Rating: Summary: A Page-Turner Review: I loved this book. Somehow Winik was able to have me entralled with the mystery of what could happen even though I knew what WOULD happen (at least on the main events). I was fasinated by the drama that was played out in this crucial point in our history. Winik makes a great case for the subtitle of this being a month that saved America. (Personally I think it would be better to say that it was a month that shaped America.) Nevertheless, I highly recommend this book and place Winik in the same category as other modern history writers like Stephen Ambrose, Sharrar, and David McCullough (no relation).
Rating: Summary: A book I couldn't put down! Review: While not a Civil War buff, I found this book spell-binding. Winik has done remarkable research and it shows! I could not put this book down...even though I knew the ending. This book reads as if it were written by an eyewitness with a camcorder. I highly recommend it for anyone with the slightest interest in the events that helped shape our country. His references to terrorism are uncanny since this book was published prior to September 11. Winick treats both sides of the conflict fairly and without prejudice. As Winick points out repeatedly, had events unfolded with a different outcome--even slightly different--our great country may not be what it is today.
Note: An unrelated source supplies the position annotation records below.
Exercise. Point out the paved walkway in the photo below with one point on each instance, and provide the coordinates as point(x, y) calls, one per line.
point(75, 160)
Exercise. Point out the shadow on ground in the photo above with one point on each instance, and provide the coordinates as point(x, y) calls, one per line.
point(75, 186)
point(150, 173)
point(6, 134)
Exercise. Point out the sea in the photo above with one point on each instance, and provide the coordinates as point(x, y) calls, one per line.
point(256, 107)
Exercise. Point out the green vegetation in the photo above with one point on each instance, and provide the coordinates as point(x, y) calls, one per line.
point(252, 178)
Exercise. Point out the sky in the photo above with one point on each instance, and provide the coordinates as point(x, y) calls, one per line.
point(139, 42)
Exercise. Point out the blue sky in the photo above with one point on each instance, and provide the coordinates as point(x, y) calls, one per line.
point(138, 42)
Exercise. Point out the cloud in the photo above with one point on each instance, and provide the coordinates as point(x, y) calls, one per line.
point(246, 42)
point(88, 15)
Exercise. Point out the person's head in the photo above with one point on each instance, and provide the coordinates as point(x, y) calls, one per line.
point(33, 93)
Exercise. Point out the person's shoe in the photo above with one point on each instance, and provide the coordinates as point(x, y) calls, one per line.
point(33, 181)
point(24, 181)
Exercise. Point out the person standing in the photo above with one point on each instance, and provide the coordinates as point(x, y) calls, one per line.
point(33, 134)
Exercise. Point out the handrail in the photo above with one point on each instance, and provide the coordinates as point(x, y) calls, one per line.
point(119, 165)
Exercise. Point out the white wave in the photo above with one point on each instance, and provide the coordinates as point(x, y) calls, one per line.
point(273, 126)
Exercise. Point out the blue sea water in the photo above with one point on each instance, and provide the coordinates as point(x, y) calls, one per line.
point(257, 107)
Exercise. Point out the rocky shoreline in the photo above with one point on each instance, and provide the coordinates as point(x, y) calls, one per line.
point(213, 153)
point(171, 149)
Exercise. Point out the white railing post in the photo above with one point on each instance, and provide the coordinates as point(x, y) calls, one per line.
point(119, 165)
Rating: Summary: Could there be anything new written on the Civil War? YES! Review: I watched Jay Winik give a talk about April 1865 on C-SPAN's Bookspan. WOW! We just HAD to get this book after listening to this incredibly articulate author. I didn't think anyone could really put a new (non-revisionist) set of ideas about the Civil War, but Winik really focuses on the men and the time of April 1865 and how the events of that month were such a pivotal time in our history. The section on the Booth plot revealed facts I'd forgotton or didn't know (the attack also included Seward, Secretary of State and was as devastating in its time as the attack on the WTC.) The insights about Lee are fascinating. Lincoln held Lee in great esteem and Lee's gentleman-soldier qualities probably saved the United States from a protracted struggle and ultimate destruction. If Lee and his men had gone guerilla, as had been suggested to him, we might never have survived the Civil War and would have been easy pickings for European powers. Lee literally determined the course of history during that fateful month. If you are a history fan, you will of course be interested in reading this fresh view on a well-trodden subject. If you aren't normally a history fan, but have recently gotten more interested in American history and patriotic subjects due to the recent attacks on the US, you will find valuable insight into our national character and background in this book. Highly recommended.